Following a series of protracted delays, the Trump Plaza Hotel and Casino owned by the former US president in New Jersey was finally demolished on Thursday.
A crowd formed at the site of the Atlantic City venue, and many cheered as 3,000 sticks of dynamite were used to bring the building to the ground in just 20 seconds.
Originally, the plan was to hold an auction tying into the demolition work, with the highest bidder getting the chance to hit the big red detonator. However, that hope was quashed when Carl Icahn, a billionaire friend of Trump’s, handed a cease and desist order to Bodnar’s Auctions. He instead made a donation to the Boys & Girls Club of Atlantic City, the children’s charity originally set to benefit from the sale.
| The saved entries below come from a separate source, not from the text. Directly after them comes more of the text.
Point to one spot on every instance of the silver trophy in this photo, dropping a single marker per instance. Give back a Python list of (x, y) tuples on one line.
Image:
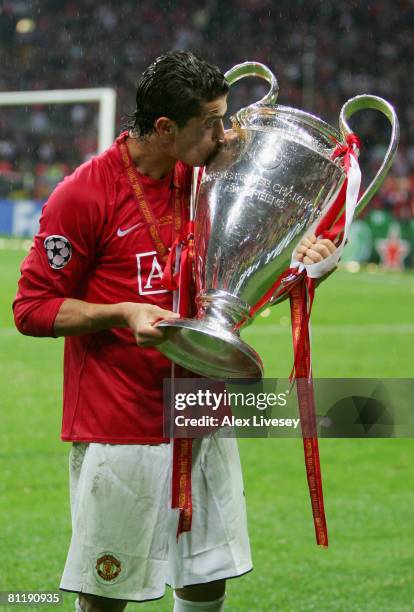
[(258, 197)]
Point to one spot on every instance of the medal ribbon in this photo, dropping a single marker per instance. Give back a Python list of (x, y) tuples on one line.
[(144, 206)]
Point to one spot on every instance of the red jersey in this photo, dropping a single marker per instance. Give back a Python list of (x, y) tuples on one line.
[(93, 245)]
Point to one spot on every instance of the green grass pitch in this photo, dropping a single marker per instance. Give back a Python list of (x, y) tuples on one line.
[(363, 326)]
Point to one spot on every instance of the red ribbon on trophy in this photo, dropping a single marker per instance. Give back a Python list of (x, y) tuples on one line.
[(298, 283), (178, 277)]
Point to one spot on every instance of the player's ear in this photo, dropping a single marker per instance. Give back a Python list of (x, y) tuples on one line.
[(165, 127)]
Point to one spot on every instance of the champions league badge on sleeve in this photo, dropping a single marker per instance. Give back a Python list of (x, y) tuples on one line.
[(58, 250)]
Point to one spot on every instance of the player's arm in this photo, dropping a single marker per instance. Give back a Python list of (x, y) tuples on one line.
[(76, 317), (62, 254), (312, 250)]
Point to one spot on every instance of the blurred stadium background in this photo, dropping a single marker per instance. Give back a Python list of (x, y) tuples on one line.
[(323, 53)]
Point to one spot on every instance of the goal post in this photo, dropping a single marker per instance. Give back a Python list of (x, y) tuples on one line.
[(104, 96)]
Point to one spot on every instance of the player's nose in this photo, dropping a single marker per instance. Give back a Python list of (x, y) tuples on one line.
[(219, 133)]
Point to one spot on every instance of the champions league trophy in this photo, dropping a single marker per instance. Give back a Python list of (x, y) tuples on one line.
[(259, 196)]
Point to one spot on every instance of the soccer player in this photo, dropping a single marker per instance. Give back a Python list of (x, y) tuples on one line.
[(94, 276)]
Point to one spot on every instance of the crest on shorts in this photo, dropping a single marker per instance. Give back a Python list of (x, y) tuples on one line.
[(58, 250), (108, 567)]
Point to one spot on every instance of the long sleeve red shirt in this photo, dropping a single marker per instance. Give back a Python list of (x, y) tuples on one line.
[(93, 245)]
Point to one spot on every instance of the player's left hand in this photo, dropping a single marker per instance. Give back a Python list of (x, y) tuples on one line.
[(312, 250)]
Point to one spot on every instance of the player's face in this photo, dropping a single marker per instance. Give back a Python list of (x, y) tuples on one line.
[(201, 136)]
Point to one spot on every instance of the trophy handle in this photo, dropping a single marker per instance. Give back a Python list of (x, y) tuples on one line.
[(376, 103), (255, 69)]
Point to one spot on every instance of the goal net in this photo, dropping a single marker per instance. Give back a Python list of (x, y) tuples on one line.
[(44, 135)]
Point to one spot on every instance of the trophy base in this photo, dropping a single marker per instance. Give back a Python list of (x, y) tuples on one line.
[(213, 353)]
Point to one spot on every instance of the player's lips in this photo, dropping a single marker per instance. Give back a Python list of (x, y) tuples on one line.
[(213, 154)]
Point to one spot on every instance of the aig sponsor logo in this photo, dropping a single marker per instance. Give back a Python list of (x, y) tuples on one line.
[(149, 274)]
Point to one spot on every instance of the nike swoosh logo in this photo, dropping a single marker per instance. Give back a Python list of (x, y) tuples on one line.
[(122, 232)]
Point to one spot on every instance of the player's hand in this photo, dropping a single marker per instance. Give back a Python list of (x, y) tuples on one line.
[(312, 250), (141, 319)]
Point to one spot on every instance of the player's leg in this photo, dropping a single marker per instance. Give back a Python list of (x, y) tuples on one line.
[(218, 545), (94, 603), (196, 597)]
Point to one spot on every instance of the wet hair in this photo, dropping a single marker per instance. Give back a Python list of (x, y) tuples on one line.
[(175, 85)]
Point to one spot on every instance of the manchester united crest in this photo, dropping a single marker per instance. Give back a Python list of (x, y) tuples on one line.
[(108, 567)]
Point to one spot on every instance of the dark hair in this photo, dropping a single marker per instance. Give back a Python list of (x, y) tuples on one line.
[(175, 85)]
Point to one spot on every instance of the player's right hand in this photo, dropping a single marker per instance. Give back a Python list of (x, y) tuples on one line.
[(141, 320)]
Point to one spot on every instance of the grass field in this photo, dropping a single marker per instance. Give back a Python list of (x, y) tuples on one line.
[(363, 326)]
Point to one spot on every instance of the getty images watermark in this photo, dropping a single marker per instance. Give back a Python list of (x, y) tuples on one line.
[(344, 408)]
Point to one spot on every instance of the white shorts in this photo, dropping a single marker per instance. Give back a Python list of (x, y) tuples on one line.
[(124, 543)]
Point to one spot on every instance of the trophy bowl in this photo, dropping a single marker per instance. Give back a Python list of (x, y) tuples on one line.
[(274, 178)]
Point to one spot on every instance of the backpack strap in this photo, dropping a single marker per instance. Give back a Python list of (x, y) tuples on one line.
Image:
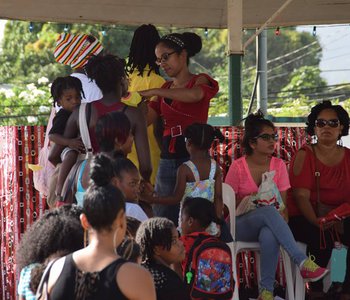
[(84, 129), (42, 292), (212, 169), (194, 170), (198, 240)]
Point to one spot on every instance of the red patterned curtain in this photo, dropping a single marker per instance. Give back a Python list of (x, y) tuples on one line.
[(21, 204)]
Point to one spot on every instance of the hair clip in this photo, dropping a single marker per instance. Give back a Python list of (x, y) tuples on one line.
[(174, 39)]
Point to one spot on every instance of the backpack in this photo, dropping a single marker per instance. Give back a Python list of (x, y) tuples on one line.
[(208, 271), (43, 171)]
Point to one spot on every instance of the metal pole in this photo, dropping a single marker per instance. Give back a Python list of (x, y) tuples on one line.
[(235, 52), (261, 49)]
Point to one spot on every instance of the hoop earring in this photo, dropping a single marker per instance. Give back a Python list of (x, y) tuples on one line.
[(86, 238), (340, 142)]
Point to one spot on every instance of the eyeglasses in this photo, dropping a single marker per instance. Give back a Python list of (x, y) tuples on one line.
[(320, 123), (164, 57), (267, 137)]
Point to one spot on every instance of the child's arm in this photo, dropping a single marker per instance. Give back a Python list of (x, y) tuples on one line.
[(218, 203), (75, 143), (178, 191)]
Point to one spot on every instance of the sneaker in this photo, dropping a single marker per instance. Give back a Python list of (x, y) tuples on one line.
[(265, 295), (310, 271)]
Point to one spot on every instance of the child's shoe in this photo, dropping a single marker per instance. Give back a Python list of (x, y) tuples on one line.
[(310, 271), (265, 295)]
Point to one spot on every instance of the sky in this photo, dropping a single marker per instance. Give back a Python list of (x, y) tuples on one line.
[(335, 42)]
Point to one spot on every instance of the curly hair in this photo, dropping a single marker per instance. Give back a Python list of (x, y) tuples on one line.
[(107, 71), (154, 232), (102, 200), (253, 126), (200, 209), (203, 135), (141, 54), (56, 230), (342, 114), (112, 126)]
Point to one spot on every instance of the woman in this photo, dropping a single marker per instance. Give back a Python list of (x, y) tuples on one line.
[(108, 73), (97, 271), (264, 224), (328, 123), (182, 101), (143, 74)]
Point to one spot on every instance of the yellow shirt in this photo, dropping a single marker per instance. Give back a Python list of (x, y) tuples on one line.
[(139, 83)]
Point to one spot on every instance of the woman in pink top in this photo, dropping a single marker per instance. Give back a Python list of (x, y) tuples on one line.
[(265, 224)]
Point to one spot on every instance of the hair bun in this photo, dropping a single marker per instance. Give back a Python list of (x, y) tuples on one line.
[(193, 43), (101, 170)]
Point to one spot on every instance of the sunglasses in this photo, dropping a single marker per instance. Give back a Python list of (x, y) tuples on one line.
[(320, 123), (267, 137), (164, 57)]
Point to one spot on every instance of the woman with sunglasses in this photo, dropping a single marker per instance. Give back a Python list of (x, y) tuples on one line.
[(327, 123), (265, 224), (180, 102)]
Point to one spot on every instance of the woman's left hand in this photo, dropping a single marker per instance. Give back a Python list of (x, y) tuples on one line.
[(149, 93)]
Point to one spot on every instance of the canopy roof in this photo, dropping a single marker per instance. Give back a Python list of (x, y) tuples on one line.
[(180, 13)]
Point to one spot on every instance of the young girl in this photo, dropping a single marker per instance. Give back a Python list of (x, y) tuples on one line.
[(109, 75), (264, 224), (161, 247), (58, 230), (128, 181), (200, 176), (180, 102), (97, 271)]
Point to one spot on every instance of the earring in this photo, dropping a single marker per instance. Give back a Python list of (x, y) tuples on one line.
[(340, 142), (86, 238)]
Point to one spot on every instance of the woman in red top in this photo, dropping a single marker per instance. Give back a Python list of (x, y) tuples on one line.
[(180, 102), (328, 123)]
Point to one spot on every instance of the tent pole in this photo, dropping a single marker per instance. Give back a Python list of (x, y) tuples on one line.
[(235, 52)]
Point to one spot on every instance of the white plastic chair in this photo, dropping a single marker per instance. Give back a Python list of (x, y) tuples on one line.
[(229, 200)]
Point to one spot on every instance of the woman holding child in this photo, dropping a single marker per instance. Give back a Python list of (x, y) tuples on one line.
[(265, 224), (309, 200), (182, 101)]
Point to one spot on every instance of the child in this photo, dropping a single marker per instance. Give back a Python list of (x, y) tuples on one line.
[(200, 176), (66, 93), (128, 181), (161, 247), (208, 264)]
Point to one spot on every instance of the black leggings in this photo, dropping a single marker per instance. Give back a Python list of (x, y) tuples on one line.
[(309, 234)]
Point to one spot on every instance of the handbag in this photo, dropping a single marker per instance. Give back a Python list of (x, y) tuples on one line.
[(43, 171), (328, 213)]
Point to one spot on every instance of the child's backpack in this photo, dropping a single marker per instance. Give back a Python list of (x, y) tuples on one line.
[(208, 271)]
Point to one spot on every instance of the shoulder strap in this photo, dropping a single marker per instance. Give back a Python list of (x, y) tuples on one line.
[(194, 169), (197, 242), (42, 292), (84, 130), (317, 175), (212, 169)]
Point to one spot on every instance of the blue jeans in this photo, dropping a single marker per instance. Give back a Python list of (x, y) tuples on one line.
[(165, 184), (266, 226)]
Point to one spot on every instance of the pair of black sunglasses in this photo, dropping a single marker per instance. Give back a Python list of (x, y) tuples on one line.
[(320, 123), (267, 137)]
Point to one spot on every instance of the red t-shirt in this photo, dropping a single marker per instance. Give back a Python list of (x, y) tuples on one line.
[(334, 181), (188, 241), (178, 115)]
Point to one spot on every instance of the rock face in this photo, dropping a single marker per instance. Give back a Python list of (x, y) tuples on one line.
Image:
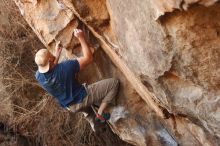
[(167, 62)]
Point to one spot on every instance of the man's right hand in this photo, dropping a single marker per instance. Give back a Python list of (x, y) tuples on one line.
[(78, 33)]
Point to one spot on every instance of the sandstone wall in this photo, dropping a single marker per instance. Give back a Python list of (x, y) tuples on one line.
[(165, 54)]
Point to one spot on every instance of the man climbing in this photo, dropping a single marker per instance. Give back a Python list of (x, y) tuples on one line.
[(59, 80)]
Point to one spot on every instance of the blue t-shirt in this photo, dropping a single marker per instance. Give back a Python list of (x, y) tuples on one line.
[(61, 83)]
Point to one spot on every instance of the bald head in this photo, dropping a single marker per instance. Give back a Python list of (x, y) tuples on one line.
[(41, 57)]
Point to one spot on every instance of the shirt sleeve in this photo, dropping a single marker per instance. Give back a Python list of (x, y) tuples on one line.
[(71, 66)]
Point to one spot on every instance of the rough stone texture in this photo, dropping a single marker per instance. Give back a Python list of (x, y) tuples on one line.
[(176, 57)]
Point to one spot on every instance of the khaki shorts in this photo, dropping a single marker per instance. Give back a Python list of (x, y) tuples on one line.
[(102, 91)]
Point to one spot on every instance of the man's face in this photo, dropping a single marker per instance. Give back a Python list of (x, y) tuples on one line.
[(50, 57)]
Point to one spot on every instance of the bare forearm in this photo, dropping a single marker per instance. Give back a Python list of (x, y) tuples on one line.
[(57, 57), (87, 53)]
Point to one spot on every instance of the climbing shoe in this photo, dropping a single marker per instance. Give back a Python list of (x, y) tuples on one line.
[(102, 118)]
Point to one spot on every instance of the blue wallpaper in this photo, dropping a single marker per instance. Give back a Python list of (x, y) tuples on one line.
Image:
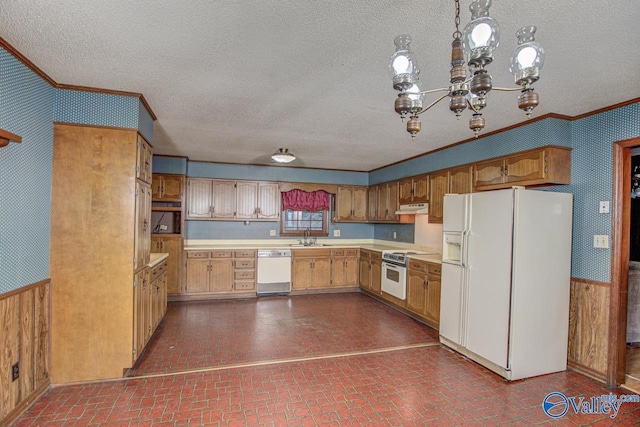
[(91, 108), (145, 122), (26, 109)]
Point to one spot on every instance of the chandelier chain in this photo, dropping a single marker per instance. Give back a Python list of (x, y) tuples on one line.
[(457, 34)]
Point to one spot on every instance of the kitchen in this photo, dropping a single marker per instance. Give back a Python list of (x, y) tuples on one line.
[(26, 257)]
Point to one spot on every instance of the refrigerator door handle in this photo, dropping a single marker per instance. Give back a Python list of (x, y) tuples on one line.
[(465, 248)]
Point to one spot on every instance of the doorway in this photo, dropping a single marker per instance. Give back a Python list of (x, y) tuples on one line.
[(624, 358)]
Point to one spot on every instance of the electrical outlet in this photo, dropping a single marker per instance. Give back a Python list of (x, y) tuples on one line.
[(15, 371), (601, 241)]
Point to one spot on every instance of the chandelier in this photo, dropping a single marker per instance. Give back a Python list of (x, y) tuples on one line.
[(476, 44)]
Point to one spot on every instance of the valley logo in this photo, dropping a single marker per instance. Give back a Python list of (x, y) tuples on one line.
[(556, 404)]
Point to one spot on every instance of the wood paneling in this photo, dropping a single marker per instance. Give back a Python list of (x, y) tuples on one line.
[(588, 326), (24, 339)]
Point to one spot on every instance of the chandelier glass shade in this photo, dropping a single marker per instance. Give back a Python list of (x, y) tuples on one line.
[(283, 155), (472, 48)]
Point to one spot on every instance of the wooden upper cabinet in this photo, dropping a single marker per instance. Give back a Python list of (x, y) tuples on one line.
[(199, 198), (438, 187), (413, 190), (540, 166), (223, 199), (144, 157), (351, 203), (246, 199), (269, 200), (372, 203), (232, 200), (460, 180), (167, 188)]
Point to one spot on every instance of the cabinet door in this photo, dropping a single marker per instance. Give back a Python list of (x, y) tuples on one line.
[(460, 180), (432, 308), (247, 200), (525, 167), (344, 207), (142, 230), (488, 173), (372, 203), (376, 276), (269, 200), (365, 273), (223, 199), (392, 202), (405, 191), (197, 275), (321, 275), (199, 198), (172, 187), (416, 291), (221, 275), (438, 187), (173, 246), (301, 273)]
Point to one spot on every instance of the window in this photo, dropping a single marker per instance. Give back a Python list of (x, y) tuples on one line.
[(295, 223)]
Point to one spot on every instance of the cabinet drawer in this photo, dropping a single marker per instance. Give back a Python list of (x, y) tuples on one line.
[(221, 254), (245, 263), (418, 265), (244, 286), (311, 253), (244, 274), (250, 253), (197, 254)]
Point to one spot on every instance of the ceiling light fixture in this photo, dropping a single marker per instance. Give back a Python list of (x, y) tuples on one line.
[(283, 156), (476, 44)]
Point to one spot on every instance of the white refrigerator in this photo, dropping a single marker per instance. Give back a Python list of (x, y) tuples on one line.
[(506, 270)]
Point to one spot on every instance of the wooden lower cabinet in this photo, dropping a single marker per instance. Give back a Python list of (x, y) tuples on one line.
[(423, 290), (371, 271), (171, 244), (311, 269), (220, 272), (344, 267)]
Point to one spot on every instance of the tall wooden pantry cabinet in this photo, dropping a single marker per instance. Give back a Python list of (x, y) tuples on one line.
[(100, 246)]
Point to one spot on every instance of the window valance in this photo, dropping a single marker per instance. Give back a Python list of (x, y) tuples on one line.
[(299, 200)]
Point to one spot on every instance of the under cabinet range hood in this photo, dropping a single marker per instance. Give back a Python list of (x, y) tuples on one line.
[(413, 209)]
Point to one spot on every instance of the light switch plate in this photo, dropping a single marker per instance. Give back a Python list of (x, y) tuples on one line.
[(601, 241)]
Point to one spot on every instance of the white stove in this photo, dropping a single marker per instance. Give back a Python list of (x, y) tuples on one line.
[(394, 271)]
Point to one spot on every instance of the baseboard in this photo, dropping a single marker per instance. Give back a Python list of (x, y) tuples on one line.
[(26, 403)]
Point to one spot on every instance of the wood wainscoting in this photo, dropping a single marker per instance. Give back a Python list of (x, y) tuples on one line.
[(25, 319), (589, 327)]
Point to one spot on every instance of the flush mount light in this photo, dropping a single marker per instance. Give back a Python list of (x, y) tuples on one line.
[(476, 43), (283, 156)]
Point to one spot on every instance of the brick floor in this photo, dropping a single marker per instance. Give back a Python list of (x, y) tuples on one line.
[(427, 385)]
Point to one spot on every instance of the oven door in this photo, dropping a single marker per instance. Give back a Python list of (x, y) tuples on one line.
[(394, 280)]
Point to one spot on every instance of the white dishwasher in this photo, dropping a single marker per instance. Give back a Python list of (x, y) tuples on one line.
[(274, 271)]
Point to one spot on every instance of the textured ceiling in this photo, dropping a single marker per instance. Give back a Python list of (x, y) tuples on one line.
[(232, 81)]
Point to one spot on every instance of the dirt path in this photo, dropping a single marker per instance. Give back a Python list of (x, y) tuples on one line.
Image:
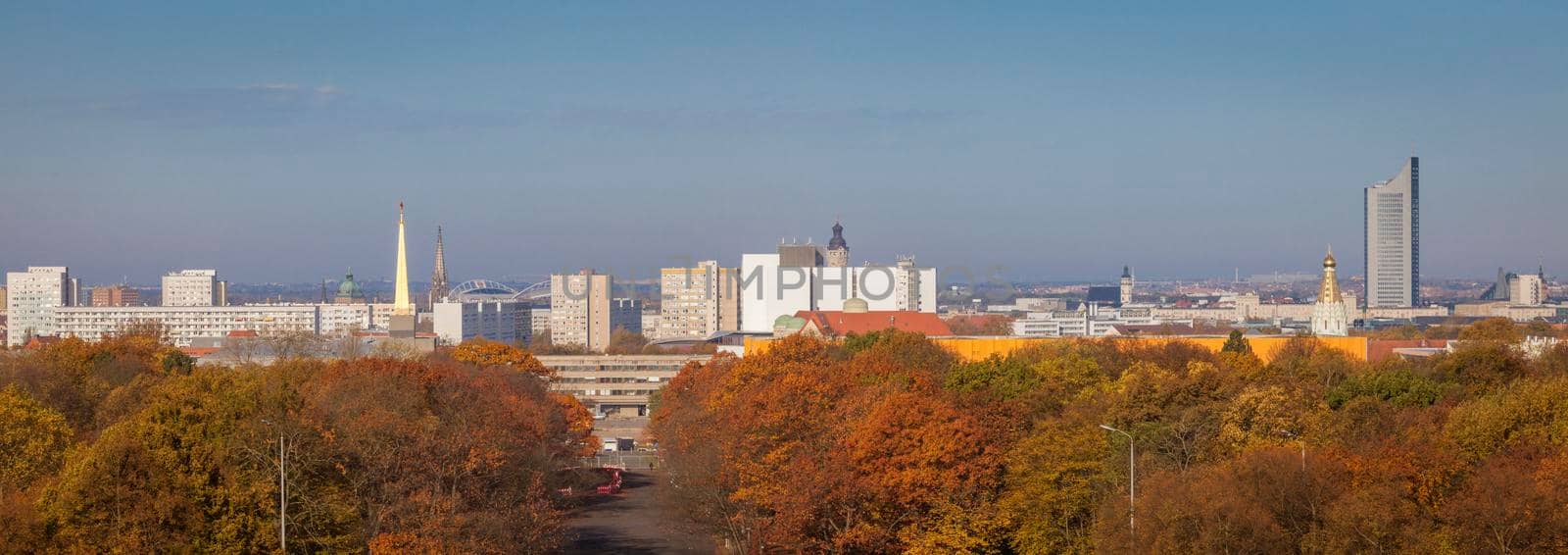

The auction was given the green light by the city’s mayor, Marty Small, who was watching on as the casino was demolished. He said:
“I got chills. This is a historic moment. It was exciting.”
The 32-storey building now lies in a pile of rubble standing eight storeys high on the famous Atlantic City boardwalk. Small expects the area to be cleared by June, and some of the concrete will be used by environmentalists in an artificial reef project off the coast of New Jersey.
And Then Muhammad Ali, Oprah Winfrey and Hulk Hogan Walk In…
There was much fanfare when the Trump Plaza opened its doors for the first time in 1984, with Atlantic City considered to be the east’s version of Las Vegas – at the time, a glamorous place oozing wealth and razzle dazzle.
Trump would lay on glitzy parties for his celebrity chums, while big boxing fights next door at the Boardwalk Hall would also attract a star-studded crowd – as remembered by the casino’s former events manager Bernie Dillon. He recalls:
“The way we put Trump Plaza and the city of Atlantic City on the map for the whole world was really incredible.
“Everyone from Hulk Hogan to Mick Jagger and Keith Richards, it was the whole gamut of personalities. One night before a Tyson fight I stopped dead in my tracks and looked about four rows in as the place was filling up, and there were two guys leaning in close and having a private conversation: Jack Nicholson and Warren Beatty.
“It was like that a lot: You had Madonna and Sean Penn walking in, Barbra Streisand and Don Johnson, Muhammad Ali would be there, Oprah sitting with Donald ringside.”
For those first couple of decades, Trump Plaza was the most successful city in the resort – a fact that the former president played on when talking up his hopes of landing a job at the White House.
However, like many of Trump’s business investments, things would eventually turn sour and the casino filed for bankruptcy in 2004 – not the first of his game houses to suffer that fate.
A decade later, the Trump Plaza closed its door for the final time as footfall got so low that it took the casino eight months to make the same amount of money that neighbouring Borgata made in just two weeks.
Today, there are no casinos left that bear the Trump name. Two of his last remaining properties changed their names after his successful presidential bid, so the industry is unlikely to ever see a Trump property open its doors again.